How Select AI Works: The Magic of Prompt Augmentation

 The secret to Select AI's accuracy is a process called Prompt Augmentation.

Prompt augmentation bridges the gap between natural language and SQL by enriching a user's plain English question with specific database metadata before it is processed by a Large Language Model (LLM). This process ensures the AI has the necessary context to understand a unique database schema and generate accurate, executable code.\

 When you ask a question in plain English, Select AI does not simply send that question to an AI provider. Instead, it follows a structured workflow:


Phase 1: Metadata Integration: Select AI automatically adds database metadata—such as table names, column names, data types, and comments—to your prompt.

Phase 2: Prompt Construction: This "augmented prompt" provides the LLM with the context it needs to understand your unique schema.

 

Phase 3: SQL Generation: The LLM uses its general reasoning to generate a syntactically correct SQL query specific to your database.

 4.     Phase 4: Execution: For most actions, the generated SQL is executed locally on your database, ensuring that actual table data is never sent to the LLM during the query generation phase.


 
The Core Components of Select AI

 


To deliver this seamless experience, Select AI relies on several tightly integrated components:

·         AI Profiles: These are predefined configurations created using the dbms_cloud_ai package. A profile specifies the AI provider (like OCI Gen AI or OpenAI), the specific model to use (e.g., GPT-4o), and the Object List of tables the AI is allowed to see.

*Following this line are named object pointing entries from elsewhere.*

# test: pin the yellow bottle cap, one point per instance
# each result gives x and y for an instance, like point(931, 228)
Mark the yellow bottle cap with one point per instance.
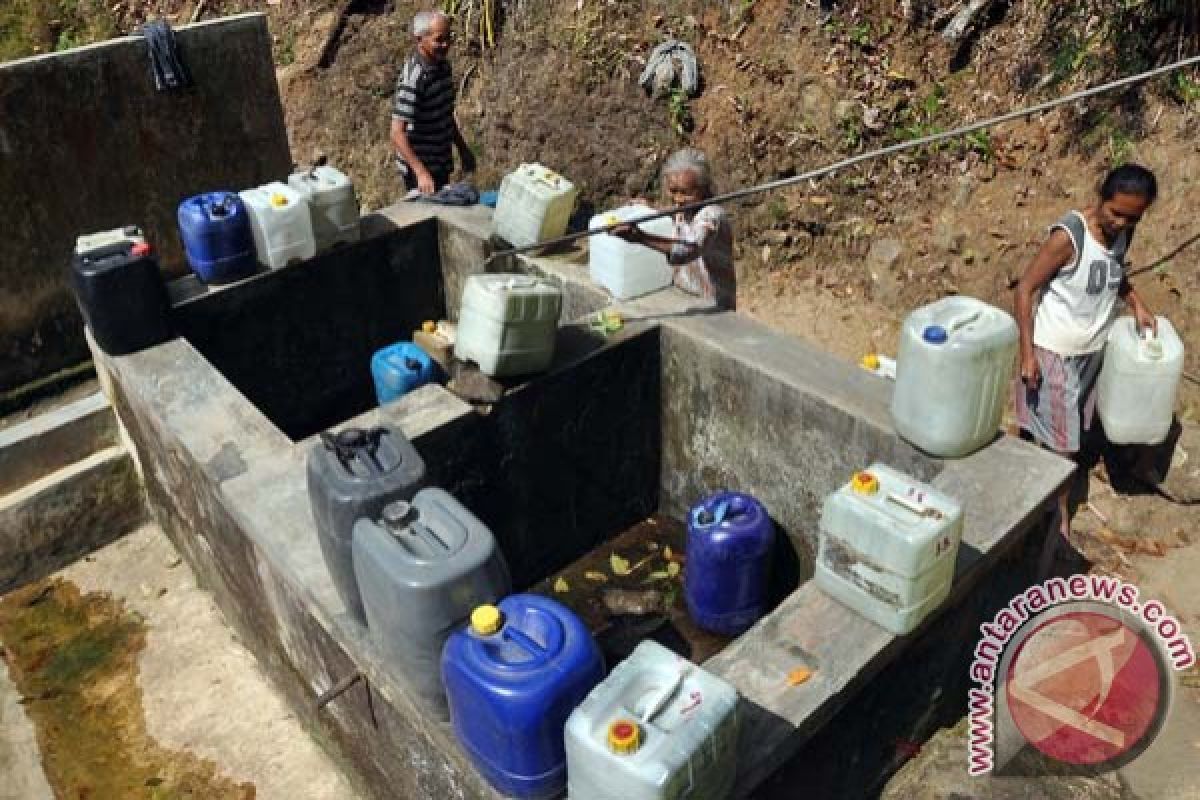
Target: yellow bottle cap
point(624, 737)
point(486, 620)
point(864, 483)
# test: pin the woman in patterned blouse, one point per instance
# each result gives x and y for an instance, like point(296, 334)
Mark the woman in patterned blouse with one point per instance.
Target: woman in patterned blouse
point(701, 252)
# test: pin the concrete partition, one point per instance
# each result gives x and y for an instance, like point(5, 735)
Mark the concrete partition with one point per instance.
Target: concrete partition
point(88, 144)
point(676, 404)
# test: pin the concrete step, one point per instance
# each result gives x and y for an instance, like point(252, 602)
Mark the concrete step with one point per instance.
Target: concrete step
point(47, 443)
point(63, 516)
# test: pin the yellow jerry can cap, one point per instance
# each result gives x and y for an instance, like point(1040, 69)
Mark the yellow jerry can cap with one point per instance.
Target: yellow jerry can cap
point(624, 737)
point(486, 620)
point(864, 483)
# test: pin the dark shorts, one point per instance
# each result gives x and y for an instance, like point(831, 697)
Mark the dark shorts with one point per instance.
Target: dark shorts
point(1061, 408)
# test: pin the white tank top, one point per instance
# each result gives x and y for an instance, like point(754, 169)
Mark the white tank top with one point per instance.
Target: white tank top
point(1079, 304)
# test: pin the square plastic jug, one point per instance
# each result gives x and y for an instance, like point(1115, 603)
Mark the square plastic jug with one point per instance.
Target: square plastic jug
point(508, 323)
point(421, 569)
point(625, 269)
point(333, 205)
point(280, 221)
point(1138, 383)
point(954, 372)
point(657, 728)
point(887, 547)
point(534, 204)
point(354, 474)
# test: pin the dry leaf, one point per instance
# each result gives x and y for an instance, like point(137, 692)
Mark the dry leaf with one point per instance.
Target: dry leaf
point(799, 675)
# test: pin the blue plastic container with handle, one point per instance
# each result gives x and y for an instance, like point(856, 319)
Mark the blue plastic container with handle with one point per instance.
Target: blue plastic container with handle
point(730, 539)
point(217, 238)
point(513, 677)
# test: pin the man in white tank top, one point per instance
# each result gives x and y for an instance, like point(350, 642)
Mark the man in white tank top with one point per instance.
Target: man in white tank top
point(1066, 302)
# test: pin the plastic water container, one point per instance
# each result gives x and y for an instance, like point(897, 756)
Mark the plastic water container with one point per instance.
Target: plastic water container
point(533, 205)
point(333, 205)
point(400, 368)
point(216, 235)
point(421, 570)
point(508, 323)
point(280, 221)
point(887, 547)
point(513, 677)
point(730, 539)
point(1140, 376)
point(120, 292)
point(954, 371)
point(354, 474)
point(658, 728)
point(623, 268)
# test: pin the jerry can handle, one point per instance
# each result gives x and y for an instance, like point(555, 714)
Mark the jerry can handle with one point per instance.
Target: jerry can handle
point(667, 692)
point(966, 319)
point(912, 506)
point(526, 643)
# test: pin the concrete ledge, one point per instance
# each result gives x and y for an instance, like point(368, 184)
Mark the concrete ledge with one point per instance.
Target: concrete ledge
point(55, 519)
point(49, 441)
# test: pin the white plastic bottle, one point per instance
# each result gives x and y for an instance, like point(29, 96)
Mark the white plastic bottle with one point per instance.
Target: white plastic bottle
point(954, 371)
point(508, 323)
point(333, 205)
point(658, 728)
point(534, 204)
point(625, 269)
point(280, 221)
point(887, 547)
point(1138, 383)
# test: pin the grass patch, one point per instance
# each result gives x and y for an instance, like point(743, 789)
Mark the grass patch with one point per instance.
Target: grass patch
point(34, 26)
point(73, 659)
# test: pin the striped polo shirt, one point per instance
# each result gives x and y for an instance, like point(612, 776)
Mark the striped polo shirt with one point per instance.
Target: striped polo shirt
point(424, 100)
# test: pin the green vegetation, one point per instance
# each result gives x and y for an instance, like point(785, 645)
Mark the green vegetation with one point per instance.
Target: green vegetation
point(1109, 136)
point(33, 26)
point(679, 112)
point(73, 659)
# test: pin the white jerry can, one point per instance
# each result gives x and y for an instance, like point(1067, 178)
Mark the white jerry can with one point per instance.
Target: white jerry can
point(333, 205)
point(279, 218)
point(1140, 376)
point(508, 323)
point(954, 372)
point(658, 728)
point(534, 204)
point(887, 547)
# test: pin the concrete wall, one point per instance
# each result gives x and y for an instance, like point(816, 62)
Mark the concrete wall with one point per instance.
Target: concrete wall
point(750, 413)
point(88, 144)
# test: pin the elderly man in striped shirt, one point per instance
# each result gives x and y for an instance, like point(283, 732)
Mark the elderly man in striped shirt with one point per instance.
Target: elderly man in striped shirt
point(423, 125)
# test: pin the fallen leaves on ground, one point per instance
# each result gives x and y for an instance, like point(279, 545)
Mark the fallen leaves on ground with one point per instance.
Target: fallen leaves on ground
point(799, 675)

LLM Providers: Select AI is flexible, supporting a wide range of providers including OCI Generative AI, OpenAI, Azure, Cohere, Google Gemini, and Anthropic.

AI Vector Search: For handling unstructured data, Select AI integrates with 23ai AI Vector Search to perform semantic similarity searches based on the "meaning" of the data rather than just keywords.

 Interactive Actions: Users can choose how they interact with the AI via specific keywords:

o   run_sql: The default action that generates and executes a query.

o   show_sql: Displays the generated code for review.

o   explain_sql: Provides a step-by-step natural language breakdown of what the SQL query is doing.

o   narrate: Sends the query results back to the LLM to generate a conversational summary of the data.

 Beyond SQL: Advanced Capabilities

Select AI isn't just for querying tables. It includes advanced features that address modern enterprise needs:

Retrieval Augmented Generation (RAG) RAG allows you to give an LLM new, private knowledge from documents like PDFs or blog posts without needing to "fine-tune" the model. Select AI automates the creation of vector indexes and the retrieval of relevant text chunks to provide authoritative answers based on your internal knowledge base.


Synthetic Data Generation For developers who need realistic test data without exposing sensitive production information, Select AI can generate synthetic records. By looking at your existing schema and sample rows, it creates new, realistic data that maintains referential integrity.

 

Security and Privacy First

Security is built into the architecture. Select AI enforces all existing Oracle security policies and data access rules for every query. While most actions only share metadata, it is important to note that the narrate action is the exception—it sends the actual rowset to the LLM to create a summary. For highly sensitive environments, Oracle offers the ability to use private endpoints or privately hosted models to ensure data never leaves your controlled network.